To solve the problem of finding the values of two resistors \( R_1 \) and \( R_2 \) given their equivalent resistance in series and parallel, we can follow these steps: ### Step 1: Write down the equations for series and parallel resistances. For resistors in series: \[ R_s = R_1 + R_2 \] Given that \( R_s = 6 \, \Omega \), we have: \[ R_1 + R_2 = 6 \quad \text{(Equation 1)} \] For resistors in parallel: \[ R_p = \frac{R_1 R_2}{R_1 + R_2} \] Given that \( R_p = \frac{4}{3} \, \Omega \), we can substitute \( R_1 + R_2 \) from Equation 1: \[ \frac{R_1 R_2}{6} = \frac{4}{3} \] Multiplying both sides by 6 gives: \[ R_1 R_2 = 8 \quad \text{(Equation 2)} \] ### Step 2: Solve the system of equations. Now we have two equations: 1. \( R_1 + R_2 = 6 \) 2. \( R_1 R_2 = 8 \) From Equation 1, we can express \( R_2 \) in terms of \( R_1 \): \[ R_2 = 6 - R_1 \] ### Step 3: Substitute \( R_2 \) into Equation 2. Substituting \( R_2 \) into Equation 2: \[ R_1(6 - R_1) = 8 \] Expanding this gives: \[ 6R_1 - R_1^2 = 8 \] Rearranging the equation: \[ R_1^2 - 6R_1 + 8 = 0 \] ### Step 4: Solve the quadratic equation. We can solve this quadratic equation using the quadratic formula: \[ R_1 = \frac{-b \pm \sqrt{b^2 - 4ac}}{2a} \] where \( a = 1, b = -6, c = 8 \): \[ R_1 = \frac{6 \pm \sqrt{(-6)^2 - 4 \cdot 1 \cdot 8}}{2 \cdot 1} \] \[ R_1 = \frac{6 \pm \sqrt{36 - 32}}{2} \] \[ R_1 = \frac{6 \pm \sqrt{4}}{2} \] \[ R_1 = \frac{6 \pm 2}{2} \] This gives us two possible values: \[ R_1 = \frac{8}{2} = 4 \quad \text{or} \quad R_1 = \frac{4}{2} = 2 \] ### Step 5: Find \( R_2 \).

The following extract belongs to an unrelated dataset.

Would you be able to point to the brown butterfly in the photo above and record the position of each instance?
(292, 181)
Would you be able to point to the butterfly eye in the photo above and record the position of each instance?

Using \( R_1 = 4 \): \[ R_2 = 6 - R_1 = 6 - 4 = 2 \] Using \( R_1 = 2 \): \[ R_2 = 6 - R_1 = 6 - 2 = 4 \] ### Conclusion: Thus, the values of the resistances are: \[ R_1 = 4 \, \Omega \quad \text{and} \quad R_2 = 2 \, \Omega \] ### Final Answer: The resistances are \( 4 \, \Omega \) and \( 2 \, \Omega \). ---